27 August 2010

LEND orientation

It is hard to write about the last two days. They were so full! I was fully engaged, worked hard to absorb as much as I possibly could, met some fabulous people, was assigned to the intensive autism group, listened, listened, and listened some more. And came home exhausted. I had homework to do last night and could not do all of it last night because I was so tired and Julia needed a little of my attention. The hardest thing for me right now is to try not to be totally overwhelmed -- so much information, so much incredible research, so many people interested in adding us, the LEND trainees, to the work of the Waisman Center.

We listened to overview upon overview of the Center, of the Program, of the disciplines included in the Program, of the research of some of the departments, of the projects happening and in planning stages. And everyone wants to share!

I listened to the many young people who are part of this program -- they are working towards masters, doctorates, or doing post-doc work. The know where they want to go and how this program will fit into their career plans. I am free falling right now.

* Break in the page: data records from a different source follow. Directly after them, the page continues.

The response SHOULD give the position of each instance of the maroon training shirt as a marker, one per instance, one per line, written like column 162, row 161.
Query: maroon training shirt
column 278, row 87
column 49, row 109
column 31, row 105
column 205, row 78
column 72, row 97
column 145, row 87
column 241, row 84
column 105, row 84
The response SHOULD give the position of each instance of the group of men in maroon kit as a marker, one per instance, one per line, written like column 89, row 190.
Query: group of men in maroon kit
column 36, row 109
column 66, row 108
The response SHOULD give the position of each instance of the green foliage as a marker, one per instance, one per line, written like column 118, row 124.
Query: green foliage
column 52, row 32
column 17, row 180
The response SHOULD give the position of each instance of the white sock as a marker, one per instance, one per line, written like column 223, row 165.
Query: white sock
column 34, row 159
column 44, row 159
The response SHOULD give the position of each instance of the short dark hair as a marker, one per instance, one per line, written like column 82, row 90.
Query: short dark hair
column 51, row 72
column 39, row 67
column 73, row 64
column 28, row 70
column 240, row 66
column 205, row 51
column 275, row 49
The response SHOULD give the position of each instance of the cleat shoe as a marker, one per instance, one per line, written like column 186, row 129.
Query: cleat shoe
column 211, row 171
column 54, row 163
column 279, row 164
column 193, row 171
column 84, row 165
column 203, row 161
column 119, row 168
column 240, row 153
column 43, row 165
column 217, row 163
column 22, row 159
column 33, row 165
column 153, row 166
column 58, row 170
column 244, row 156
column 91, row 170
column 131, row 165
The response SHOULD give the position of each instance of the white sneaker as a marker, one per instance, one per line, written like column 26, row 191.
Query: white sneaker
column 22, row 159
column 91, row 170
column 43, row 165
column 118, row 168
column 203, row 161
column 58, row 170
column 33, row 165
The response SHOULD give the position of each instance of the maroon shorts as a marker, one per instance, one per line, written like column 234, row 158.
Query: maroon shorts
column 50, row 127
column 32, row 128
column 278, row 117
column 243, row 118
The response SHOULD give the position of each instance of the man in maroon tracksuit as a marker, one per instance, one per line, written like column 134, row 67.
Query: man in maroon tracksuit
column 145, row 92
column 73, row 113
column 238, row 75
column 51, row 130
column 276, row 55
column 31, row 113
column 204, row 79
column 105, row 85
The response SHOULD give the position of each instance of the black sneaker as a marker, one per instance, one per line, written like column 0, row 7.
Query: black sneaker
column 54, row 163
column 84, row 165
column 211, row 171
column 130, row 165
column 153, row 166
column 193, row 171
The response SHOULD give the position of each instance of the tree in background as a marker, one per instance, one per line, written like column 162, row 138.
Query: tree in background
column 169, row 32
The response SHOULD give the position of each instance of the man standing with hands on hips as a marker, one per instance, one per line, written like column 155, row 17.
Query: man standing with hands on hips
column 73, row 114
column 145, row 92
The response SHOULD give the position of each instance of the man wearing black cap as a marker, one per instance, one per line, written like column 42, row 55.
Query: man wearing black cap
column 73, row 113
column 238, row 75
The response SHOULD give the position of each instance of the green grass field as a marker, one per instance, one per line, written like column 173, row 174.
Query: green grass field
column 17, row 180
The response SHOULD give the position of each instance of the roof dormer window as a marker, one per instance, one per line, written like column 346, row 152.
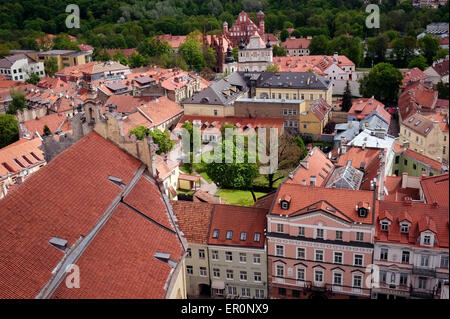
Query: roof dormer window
column 404, row 228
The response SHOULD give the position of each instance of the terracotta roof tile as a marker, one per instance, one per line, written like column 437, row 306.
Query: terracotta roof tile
column 193, row 219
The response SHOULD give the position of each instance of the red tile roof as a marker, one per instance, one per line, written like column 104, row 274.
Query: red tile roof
column 56, row 201
column 293, row 43
column 396, row 193
column 344, row 201
column 54, row 122
column 120, row 262
column 422, row 217
column 20, row 150
column 317, row 165
column 435, row 189
column 363, row 107
column 238, row 219
column 194, row 219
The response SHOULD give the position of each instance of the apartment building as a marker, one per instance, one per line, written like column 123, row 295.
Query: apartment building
column 411, row 249
column 237, row 252
column 19, row 67
column 319, row 242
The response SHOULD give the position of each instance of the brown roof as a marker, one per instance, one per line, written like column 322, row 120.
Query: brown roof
column 193, row 219
column 239, row 220
column 419, row 123
column 423, row 217
column 26, row 152
column 307, row 198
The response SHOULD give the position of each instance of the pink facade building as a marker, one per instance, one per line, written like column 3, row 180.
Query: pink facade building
column 320, row 242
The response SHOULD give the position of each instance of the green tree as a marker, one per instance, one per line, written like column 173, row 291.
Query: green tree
column 232, row 175
column 347, row 98
column 319, row 45
column 418, row 62
column 9, row 129
column 278, row 51
column 429, row 46
column 382, row 82
column 192, row 52
column 51, row 66
column 18, row 101
column 120, row 57
column 33, row 79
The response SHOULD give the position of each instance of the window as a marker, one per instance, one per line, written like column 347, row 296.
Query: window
column 358, row 260
column 444, row 261
column 404, row 228
column 357, row 281
column 301, row 231
column 403, row 279
column 422, row 282
column 231, row 290
column 301, row 274
column 337, row 258
column 405, row 257
column 359, row 236
column 279, row 250
column 383, row 275
column 259, row 293
column 280, row 228
column 319, row 233
column 319, row 255
column 384, row 253
column 280, row 271
column 215, row 255
column 424, row 260
column 318, row 276
column 301, row 253
column 337, row 279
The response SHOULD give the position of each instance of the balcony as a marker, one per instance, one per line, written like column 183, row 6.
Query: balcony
column 422, row 293
column 429, row 272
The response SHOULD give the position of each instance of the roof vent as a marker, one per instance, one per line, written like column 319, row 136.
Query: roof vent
column 59, row 243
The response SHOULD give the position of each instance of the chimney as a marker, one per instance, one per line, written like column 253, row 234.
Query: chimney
column 405, row 180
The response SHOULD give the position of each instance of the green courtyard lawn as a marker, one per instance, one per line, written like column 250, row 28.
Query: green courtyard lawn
column 238, row 197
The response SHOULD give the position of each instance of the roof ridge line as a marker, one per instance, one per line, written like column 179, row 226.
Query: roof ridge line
column 54, row 282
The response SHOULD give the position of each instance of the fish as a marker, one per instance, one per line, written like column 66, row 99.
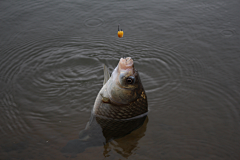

I am a sponge to their discussions. I have little regrets now and then that I am coming so late to this vocation -- whatever it is -- but I am sure that I have some expertise from my past workings that will be useful to me.

Where am I going?

Already I am doing what I am there for -- to add the family viewpoint, to contribute my life experience. My comments are about Julia and our experience with her. I have comments about David's care in the hospital and at home. I am intentionally opening my life to this group. I too want to share.

And so I write of this exciting time here. I write a short post on facebook. I tell it to Mary who took Julia and I out for dinner to celebrate yesterday. I send an email message to another friend who asked about the day. But I feel the missing. I do not have David to talk too much to, to bore over dinner and after Julia goes to sleep about every little thing that one or the other person says. I am every so grateful to those friends who have asked and who can share part of my excitement, but I miss the partnership. I miss knowing that there is another person who will share the energy, the work, and the outcome.

I have not been alone for such a long time. The time immediately before my time with David, I was also partnered. So, time alone was before that. How many years? How many incarnations ago? I remember hating being alone then. That is what I remember well. And again, I pick up the refrain, as fresh as it was then.

I have never wanted to be alone, never wanted to live alone. Should I be fully embracing it now? Of course, but why?

Tonight, I could look for another kind of rescue. Not someone or some situation to solve all my challenges, but someone or something to provide a clear path. I know that I am describing, or thinking about, just another form of safe rescue. Tell me the right way. Give me the crystal ball, the divine inspiration, so that I will know that I am doing what I should be. So that I will know how to enter this new phase of my life is the most wonderful way.

I applied for LEND at the urging of a friend, someone who didn't even know me well at the time. As soon as I heard about it, I felt in my gut that I wanted to be a part of it. Do I really need the clouds parting, the single beam of light, and the deep, rich voice giving me the answer? Isn't that feeling enough? How do I grow to a place and time when I can trust the gut feeling, the urgings of a friend, the excited giggle deep inside?

1 comment:

Skyrider said...

As I read your post this morning, I was reminded of young children in a classroom, putting a bean into a clear plastic cup with a wet paper towel, and watching the bean grow roots, stem, leaves. The speed seemed incredible. Thank you for allowing us to witness the transformation of a willing instrument from the kernel to the manifestation which will help many.